Title: Invisible Ghosts
Author: Robyn Schneider
Synopsis: Rose Asher believes in ghosts. She should, since she has one for a best friend: Logan, her annoying, Netflix-addicted brother, who is forever stuck at fifteen. But Rose is growing up, and when an old friend moves back to Laguna Canyon and appears in her drama class, things get complicated.
Jamie Aldridge is charming, confident, and a painful reminder of the life Rose has been missing out on since her brother’s death. She watches as Jamie easily rejoins their former friends–a group of magnificently silly theater nerds–while avoiding her so intensely that it must be deliberate.
Yet when the two of them unexpectedly cross paths, Rose learns that Jamie has a secret of his own, one that changes everything. Rose finds herself drawn back into her old life–and to Jamie. But she quickly starts to suspect that he isn’t telling her the whole truth.
Huge thank you to Harper Collins Canada for this ARC!
I have loved all of Robyn Schneider’s books that she has published. I figured given her track record and my enjoyment, Invisible Ghostssurely was going to be a new favourite. I was expecting to love this, and it was just okay. Saying that it was just okay breaks my heart a little bit, but that is the truth.
When this book was being pitched to me, I was told it was an exploration of grief. That statement is true to an extent, given this is a story about Rose believing that she can see the ghost of her best friend and brother, Logan. The parts of the story where Rose and Logan interacted were easily some of the best parts of the story, and I really enjoyed those moments.

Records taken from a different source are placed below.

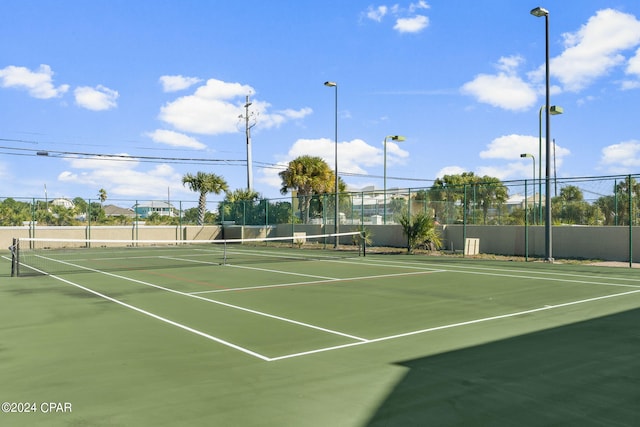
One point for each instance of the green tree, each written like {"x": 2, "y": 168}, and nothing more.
{"x": 243, "y": 207}
{"x": 453, "y": 196}
{"x": 14, "y": 213}
{"x": 491, "y": 193}
{"x": 204, "y": 183}
{"x": 308, "y": 176}
{"x": 419, "y": 229}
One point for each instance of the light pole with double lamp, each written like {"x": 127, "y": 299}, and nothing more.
{"x": 533, "y": 185}
{"x": 337, "y": 218}
{"x": 392, "y": 138}
{"x": 541, "y": 12}
{"x": 554, "y": 111}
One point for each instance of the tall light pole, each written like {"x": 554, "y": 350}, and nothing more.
{"x": 554, "y": 111}
{"x": 247, "y": 129}
{"x": 384, "y": 206}
{"x": 534, "y": 185}
{"x": 337, "y": 218}
{"x": 540, "y": 12}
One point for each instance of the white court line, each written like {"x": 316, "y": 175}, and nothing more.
{"x": 463, "y": 267}
{"x": 157, "y": 317}
{"x": 236, "y": 307}
{"x": 315, "y": 282}
{"x": 359, "y": 340}
{"x": 452, "y": 325}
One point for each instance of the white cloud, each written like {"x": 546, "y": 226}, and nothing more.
{"x": 509, "y": 147}
{"x": 633, "y": 67}
{"x": 376, "y": 14}
{"x": 122, "y": 178}
{"x": 622, "y": 158}
{"x": 175, "y": 139}
{"x": 99, "y": 98}
{"x": 505, "y": 89}
{"x": 414, "y": 24}
{"x": 406, "y": 19}
{"x": 502, "y": 90}
{"x": 38, "y": 83}
{"x": 176, "y": 83}
{"x": 421, "y": 4}
{"x": 595, "y": 49}
{"x": 215, "y": 107}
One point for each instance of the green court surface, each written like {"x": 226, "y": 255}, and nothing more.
{"x": 143, "y": 338}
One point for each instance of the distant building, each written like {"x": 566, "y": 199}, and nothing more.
{"x": 113, "y": 210}
{"x": 66, "y": 203}
{"x": 143, "y": 210}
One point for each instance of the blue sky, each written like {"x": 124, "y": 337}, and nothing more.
{"x": 163, "y": 81}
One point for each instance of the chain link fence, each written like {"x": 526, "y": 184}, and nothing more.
{"x": 603, "y": 201}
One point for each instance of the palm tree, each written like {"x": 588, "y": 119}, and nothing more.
{"x": 419, "y": 228}
{"x": 308, "y": 175}
{"x": 102, "y": 195}
{"x": 204, "y": 183}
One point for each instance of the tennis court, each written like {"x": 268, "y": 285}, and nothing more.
{"x": 269, "y": 335}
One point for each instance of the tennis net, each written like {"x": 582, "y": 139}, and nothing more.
{"x": 41, "y": 256}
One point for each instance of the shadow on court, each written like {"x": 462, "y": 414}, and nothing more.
{"x": 587, "y": 373}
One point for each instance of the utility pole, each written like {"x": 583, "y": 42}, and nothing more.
{"x": 249, "y": 122}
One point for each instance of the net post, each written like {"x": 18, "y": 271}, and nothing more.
{"x": 224, "y": 256}
{"x": 14, "y": 258}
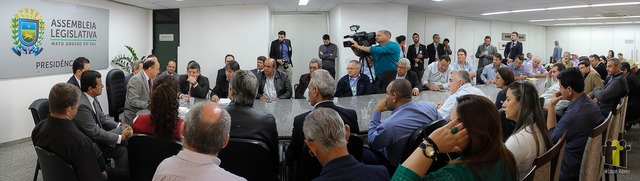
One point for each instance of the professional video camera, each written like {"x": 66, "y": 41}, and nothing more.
{"x": 362, "y": 38}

Where I struggled with this book was the romance between Jamie and Rose. I just couldn’t connect with it, I felt very hollow at times, and frankly, I was bored. I know part of Jamie’s story is that he is helping Rose through her grief, but I felt like at times the book made this element a bit too easy, undermining what it means to feel a sense of loss. I think what frustrated me more is that Robyn Schneider has explored the topic of grief before, and I think it was done much better in her other books than Invisible Ghosts.
While I love Robyn Schneider’s writing style, I found that this book and I just didn’t connect the way I was hoping. Perhaps I put too high an expectation on this book given past experiences, or maybe I just wanted something with a lot more depth on a topic that I connect with than this book provided. I think there will be plenty of readers who will love Invisible Ghosts and not much the surface level discussion of grief, but I won’t lie, my expectations were just a bit too high.